The First UKBFF MuscleTalk Championships will be held on Sunday 27th June 2010 at The Corn Exchange, St Paul's Square, Bedford MK40 1SL

The show will be under the United Kingdom Bodybuilding and Fitness Federation (UKBFF) rules as a qualifier for the 2010 UKBFF Finals

Special guest appearances:

British Heavyweight Champ Daz Ball

UK Strongest Man & 4 times World's Strongest Man Finalist Terry Hollands

And more!

Tickets:

Available now from Bedford Corn Exchange: 01234 269519

Price £15.00

Children under 14 free (if accompanied by an adult)

Show programme:

Registration: 12noon

Doors open: 1.00pm

Show starts: 2.00pm (run through)

Competitors:

Download your entry form

and send to:

MuscleTalk

5 Sterling House

29 Victoria Street

Kettering

Northants NN16 0BU

Classes:

Juniors under 21 years

Masters Men over 40 years

Masters Men over 50 years

BodyFitness

Intermediates up to 80kg

Intermediates up to 90kg

Intermediates over 90kg

Ladies Fitness

Classic Bodybuilding

Ladies Bodybuilding

Men up to 70kg

Men up to 80kg

Men up to 90kg

Men up to 100kg

Men up over 100kg

Overall Mr MuscleTalk

Tanning:

No instant cream tan (any and every brand) will be allowed at any UKBFF shows.
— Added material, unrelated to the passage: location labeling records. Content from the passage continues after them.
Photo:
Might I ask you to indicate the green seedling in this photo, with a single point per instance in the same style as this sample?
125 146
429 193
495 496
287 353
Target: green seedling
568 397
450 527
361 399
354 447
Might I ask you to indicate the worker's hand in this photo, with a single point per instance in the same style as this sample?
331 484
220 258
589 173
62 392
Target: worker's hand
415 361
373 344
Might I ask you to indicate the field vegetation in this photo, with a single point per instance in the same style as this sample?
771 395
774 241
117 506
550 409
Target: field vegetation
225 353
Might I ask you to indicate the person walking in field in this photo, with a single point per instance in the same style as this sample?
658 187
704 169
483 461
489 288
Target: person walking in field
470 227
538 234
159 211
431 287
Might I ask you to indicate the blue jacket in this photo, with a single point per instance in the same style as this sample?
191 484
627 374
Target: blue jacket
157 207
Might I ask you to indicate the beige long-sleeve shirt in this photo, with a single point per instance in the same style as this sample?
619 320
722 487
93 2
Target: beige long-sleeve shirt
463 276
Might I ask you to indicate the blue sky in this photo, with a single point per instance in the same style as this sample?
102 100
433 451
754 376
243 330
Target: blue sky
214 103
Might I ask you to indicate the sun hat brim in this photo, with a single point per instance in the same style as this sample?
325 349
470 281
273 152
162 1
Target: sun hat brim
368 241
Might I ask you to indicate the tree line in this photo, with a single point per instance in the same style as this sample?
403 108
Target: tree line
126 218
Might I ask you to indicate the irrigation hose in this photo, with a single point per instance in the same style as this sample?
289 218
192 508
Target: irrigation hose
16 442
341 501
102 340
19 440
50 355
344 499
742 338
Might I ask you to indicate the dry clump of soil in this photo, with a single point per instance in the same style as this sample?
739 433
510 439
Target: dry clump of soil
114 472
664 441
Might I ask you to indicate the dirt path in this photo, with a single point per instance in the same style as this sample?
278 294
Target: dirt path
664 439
Anybody who uses an instant cream tan on the day of the event, which comes off, will be asked to wipe it off.

** Spray tanning service available on the morning of the show at Flexibility Gym, Bedford, right by Bedford Corn Exchange **

Dressing rooms:

Competitors' dressing rooms available male & female with showers and pump up area

More information:

MuscleTalk: 01536 484631 / [email protected]

Corpus Fitness - Luke Nichols: 01234 269164 / 07884 001520

T

Facebook here: http://www.facebook.com/event.php?eid=314710257302&ref=ts

We have all the UKBFF categories and guest appearances from top strongman Terry Hollands and UKBFF superheavyweight Daz Ball. There'll also be other top bodybuilding names around in the audience including pros Shaun Joseph-Tavernier Simon Cohen, James Llewellin and more.

The event is presented by UKBFF heavyweight Luke Nichols and me, and it will be me as the MC (pending my voice issues).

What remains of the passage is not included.